Ares had taken note of his fervent dedication, his intelligence and strong will, and his commitment to any task they’d assigned him. As the years went by, they gave him more responsibility, which had culminated in this opportunity. It was his first mission as a leader. He was ready. He was hungry. Eager to show them that he could produce great things for the organization. Things that would make them, and him, ever more powerful and feared in the world.
Yes, he understood the jungle. It made sense to him in a way the rest of the world did not. Predator or prey. It was all he’d ever known. He would not let the beast get him. He was the beast now.
Behind him he heard the sounds of a struggle. Strained voices, pleas, a physical altercation, then whimpering. He smiled. Everything was turning out just as he hoped.
CHAPTER 10
Rick, Sofia, Luis, and Javier had gone over their plan in great detail as they’d left the city, heading into Ecuador’s rainforest region, but no one had spoken for the last h
our as they got ever closer to their destination. Night had fallen fast. The glow of the headlights on the dark highway had been hypnotic. The world seemed to narrow in scope to two points of light leading the way to a destination they were each drawn to for their own reasons.
Rick thought about the Tayos Caves system. They were getting so close to a place of mystery and wonder and extraordinary natural beauty. He thought about how bittersweet it was going to be to come so close to a place he’d longed to see with his own eyes, but not be able to explore. There would be no sight-seeing on this trip. No grand expedition in search of lost treasure. He wondered what the night would bring, but he just hoped they’d all get out alive.
Rick had glanced over at Javier from time to time on the drive. Javier had been exceptionally quiet once they’d finished going over their plans. He knew there was a lot the young man wasn’t telling them. He hoped whatever it was he was keeping to himself wasn’t going to get them all killed.
Finally, Rick’s attention perked up as Javier pulled off the E40 highway and turned right, down a narrow roadway that wasn’t even visible from the main road. He drove down a way on a rough and muddy road filled with potholes, barely wide enough for the truck. Branches scraped the sides of the truck and slapped against the windows, as water splashed up from the deep potholes. It was as though the jungle was consuming their insignificant vehicle.
They all sat up straighter, immediately alert.

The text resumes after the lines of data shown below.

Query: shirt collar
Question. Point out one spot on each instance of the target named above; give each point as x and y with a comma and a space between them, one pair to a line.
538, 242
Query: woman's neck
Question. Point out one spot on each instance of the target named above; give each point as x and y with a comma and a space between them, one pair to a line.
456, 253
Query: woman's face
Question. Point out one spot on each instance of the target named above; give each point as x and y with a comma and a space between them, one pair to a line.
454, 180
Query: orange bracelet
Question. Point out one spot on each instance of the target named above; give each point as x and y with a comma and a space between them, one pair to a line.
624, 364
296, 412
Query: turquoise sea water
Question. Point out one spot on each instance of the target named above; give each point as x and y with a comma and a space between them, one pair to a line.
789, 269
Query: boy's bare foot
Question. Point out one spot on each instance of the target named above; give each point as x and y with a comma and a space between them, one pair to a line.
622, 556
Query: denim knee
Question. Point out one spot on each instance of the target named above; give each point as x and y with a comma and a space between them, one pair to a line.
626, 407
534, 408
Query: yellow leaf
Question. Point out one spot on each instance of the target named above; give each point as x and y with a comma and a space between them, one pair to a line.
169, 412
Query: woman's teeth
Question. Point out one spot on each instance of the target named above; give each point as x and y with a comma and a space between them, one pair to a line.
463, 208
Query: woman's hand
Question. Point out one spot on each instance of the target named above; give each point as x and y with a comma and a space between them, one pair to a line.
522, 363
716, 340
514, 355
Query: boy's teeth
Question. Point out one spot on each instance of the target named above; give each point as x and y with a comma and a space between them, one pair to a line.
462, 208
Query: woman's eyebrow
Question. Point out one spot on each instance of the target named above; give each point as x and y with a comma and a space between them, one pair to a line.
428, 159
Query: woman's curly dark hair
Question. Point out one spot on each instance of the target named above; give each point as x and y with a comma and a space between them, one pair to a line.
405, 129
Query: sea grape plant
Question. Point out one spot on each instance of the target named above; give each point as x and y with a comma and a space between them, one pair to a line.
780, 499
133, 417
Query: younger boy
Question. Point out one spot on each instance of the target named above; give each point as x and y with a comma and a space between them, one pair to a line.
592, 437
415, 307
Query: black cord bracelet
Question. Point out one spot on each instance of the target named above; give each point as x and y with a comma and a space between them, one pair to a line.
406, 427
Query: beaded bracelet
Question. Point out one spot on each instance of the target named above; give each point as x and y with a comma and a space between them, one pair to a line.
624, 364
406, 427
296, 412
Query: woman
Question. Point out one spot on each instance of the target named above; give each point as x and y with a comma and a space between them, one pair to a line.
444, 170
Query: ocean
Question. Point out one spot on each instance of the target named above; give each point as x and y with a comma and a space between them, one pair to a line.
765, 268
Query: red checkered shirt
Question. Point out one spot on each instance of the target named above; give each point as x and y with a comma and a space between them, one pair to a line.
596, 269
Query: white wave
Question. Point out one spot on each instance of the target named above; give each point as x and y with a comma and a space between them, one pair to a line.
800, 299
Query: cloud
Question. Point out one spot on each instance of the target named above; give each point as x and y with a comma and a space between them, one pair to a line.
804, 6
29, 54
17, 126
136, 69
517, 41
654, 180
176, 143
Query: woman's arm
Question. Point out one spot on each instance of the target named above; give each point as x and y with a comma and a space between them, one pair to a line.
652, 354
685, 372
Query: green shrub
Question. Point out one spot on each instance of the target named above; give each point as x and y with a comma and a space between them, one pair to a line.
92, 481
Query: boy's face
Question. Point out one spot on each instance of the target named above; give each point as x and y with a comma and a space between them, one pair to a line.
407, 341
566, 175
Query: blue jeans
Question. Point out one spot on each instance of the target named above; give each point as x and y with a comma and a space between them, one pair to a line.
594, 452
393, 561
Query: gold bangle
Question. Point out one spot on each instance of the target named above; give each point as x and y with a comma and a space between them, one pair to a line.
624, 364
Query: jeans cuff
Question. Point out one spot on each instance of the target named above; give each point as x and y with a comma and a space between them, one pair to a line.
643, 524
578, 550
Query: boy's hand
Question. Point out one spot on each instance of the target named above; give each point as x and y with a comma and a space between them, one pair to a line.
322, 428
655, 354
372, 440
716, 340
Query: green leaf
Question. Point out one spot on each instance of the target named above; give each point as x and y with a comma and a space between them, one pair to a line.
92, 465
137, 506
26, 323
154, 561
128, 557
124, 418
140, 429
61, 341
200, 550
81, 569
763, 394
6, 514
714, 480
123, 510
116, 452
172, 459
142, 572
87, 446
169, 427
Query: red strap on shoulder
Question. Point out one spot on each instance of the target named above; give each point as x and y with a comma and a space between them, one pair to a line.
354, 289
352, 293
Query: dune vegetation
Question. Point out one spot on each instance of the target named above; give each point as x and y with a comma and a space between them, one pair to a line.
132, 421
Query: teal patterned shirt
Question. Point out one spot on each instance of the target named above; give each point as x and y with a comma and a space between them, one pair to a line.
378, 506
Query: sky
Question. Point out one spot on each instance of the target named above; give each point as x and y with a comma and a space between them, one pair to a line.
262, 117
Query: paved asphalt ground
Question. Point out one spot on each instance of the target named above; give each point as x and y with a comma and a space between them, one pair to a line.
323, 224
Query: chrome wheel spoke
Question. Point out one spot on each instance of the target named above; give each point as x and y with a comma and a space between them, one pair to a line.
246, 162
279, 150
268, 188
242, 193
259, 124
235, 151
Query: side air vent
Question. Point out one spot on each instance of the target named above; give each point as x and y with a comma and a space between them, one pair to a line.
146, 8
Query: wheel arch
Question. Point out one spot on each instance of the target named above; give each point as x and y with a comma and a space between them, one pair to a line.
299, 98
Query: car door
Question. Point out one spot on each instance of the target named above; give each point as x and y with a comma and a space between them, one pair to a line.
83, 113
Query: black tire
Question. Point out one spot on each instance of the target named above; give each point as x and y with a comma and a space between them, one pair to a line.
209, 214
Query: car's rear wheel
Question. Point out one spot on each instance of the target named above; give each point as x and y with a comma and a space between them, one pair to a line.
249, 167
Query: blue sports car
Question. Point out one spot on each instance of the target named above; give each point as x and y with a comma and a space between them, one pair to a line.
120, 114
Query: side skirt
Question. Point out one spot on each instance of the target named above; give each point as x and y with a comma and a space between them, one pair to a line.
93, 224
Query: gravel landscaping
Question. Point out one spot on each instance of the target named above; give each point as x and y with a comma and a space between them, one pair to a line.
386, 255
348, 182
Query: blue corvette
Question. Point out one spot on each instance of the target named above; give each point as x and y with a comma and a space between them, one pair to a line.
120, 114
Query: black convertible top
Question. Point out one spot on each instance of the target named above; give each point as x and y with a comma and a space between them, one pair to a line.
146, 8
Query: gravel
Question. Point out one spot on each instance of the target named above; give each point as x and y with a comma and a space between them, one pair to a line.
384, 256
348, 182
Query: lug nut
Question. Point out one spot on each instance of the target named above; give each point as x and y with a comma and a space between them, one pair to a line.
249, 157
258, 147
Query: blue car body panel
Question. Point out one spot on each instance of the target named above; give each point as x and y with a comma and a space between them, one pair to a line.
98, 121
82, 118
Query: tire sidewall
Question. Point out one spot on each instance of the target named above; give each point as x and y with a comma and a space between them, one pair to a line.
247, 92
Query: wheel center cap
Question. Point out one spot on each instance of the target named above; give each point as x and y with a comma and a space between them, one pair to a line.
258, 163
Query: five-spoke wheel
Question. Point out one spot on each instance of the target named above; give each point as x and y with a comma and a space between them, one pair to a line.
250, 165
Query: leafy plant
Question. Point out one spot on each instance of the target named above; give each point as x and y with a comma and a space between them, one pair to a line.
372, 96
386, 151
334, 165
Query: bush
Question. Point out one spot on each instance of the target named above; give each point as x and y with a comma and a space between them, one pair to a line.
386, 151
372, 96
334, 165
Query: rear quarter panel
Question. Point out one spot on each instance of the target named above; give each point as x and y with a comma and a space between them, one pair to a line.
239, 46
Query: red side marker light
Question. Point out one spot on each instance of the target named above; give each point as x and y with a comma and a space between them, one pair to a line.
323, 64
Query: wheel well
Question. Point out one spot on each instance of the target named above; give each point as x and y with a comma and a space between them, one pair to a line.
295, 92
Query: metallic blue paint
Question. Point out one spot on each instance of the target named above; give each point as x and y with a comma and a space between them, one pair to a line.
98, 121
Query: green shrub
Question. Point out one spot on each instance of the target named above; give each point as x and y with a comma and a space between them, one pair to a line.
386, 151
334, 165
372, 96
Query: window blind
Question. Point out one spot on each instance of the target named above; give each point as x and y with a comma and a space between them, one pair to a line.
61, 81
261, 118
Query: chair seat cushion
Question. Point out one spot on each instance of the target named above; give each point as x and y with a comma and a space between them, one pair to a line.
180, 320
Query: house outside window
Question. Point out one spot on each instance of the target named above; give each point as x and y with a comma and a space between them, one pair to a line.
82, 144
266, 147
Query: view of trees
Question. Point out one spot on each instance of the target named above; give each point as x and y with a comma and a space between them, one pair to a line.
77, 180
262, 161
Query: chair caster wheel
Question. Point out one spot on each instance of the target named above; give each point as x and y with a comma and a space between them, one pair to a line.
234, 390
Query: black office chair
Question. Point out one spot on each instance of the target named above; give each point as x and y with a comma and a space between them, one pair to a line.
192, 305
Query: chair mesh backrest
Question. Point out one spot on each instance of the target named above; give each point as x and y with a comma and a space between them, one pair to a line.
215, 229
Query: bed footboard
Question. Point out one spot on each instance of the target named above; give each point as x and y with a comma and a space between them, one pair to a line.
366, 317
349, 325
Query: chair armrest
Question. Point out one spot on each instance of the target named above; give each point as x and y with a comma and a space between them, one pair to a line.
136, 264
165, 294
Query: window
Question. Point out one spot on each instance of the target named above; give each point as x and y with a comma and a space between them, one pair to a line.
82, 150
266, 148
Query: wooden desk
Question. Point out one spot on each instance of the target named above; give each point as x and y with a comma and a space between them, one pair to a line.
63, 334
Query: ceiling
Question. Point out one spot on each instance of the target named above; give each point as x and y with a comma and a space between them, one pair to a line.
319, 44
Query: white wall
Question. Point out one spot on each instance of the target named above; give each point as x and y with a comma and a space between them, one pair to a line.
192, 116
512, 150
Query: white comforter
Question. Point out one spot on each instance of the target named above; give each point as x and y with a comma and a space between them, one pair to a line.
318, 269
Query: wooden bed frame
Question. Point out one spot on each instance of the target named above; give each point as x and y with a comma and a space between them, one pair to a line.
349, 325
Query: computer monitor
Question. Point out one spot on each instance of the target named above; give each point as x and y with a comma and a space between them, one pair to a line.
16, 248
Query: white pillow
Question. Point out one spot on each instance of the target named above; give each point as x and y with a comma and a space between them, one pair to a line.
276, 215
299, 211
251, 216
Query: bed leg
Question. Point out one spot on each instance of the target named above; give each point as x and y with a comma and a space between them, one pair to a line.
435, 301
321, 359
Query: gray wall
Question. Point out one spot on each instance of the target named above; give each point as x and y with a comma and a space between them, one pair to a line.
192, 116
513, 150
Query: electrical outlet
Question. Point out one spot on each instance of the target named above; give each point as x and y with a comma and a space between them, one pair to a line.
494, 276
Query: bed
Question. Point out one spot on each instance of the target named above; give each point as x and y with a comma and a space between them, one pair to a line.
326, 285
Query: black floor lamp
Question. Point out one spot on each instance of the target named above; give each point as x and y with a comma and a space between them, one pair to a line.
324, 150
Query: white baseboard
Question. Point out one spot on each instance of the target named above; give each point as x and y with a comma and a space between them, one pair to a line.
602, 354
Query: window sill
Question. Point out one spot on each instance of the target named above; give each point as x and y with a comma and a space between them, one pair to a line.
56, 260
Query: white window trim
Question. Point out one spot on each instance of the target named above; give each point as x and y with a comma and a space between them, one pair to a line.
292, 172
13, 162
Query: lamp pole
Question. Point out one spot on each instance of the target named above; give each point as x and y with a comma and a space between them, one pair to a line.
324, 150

The sense of nature closing in on them in a near-suffocating embrace was quickly bringing back more memories for Rick. He knew that out here they had to play by the jungle’s rules, which could be merciless and unforgiving.
Javier then took another quick right and parked the truck in the midst of some thick foliage.
“We go on foot from here,” he said, turning off the ignition. “I know a path. It’ll take us about an hour, maybe more if we have any delays, to hike to where I saw the prison camp. Grab your gear.”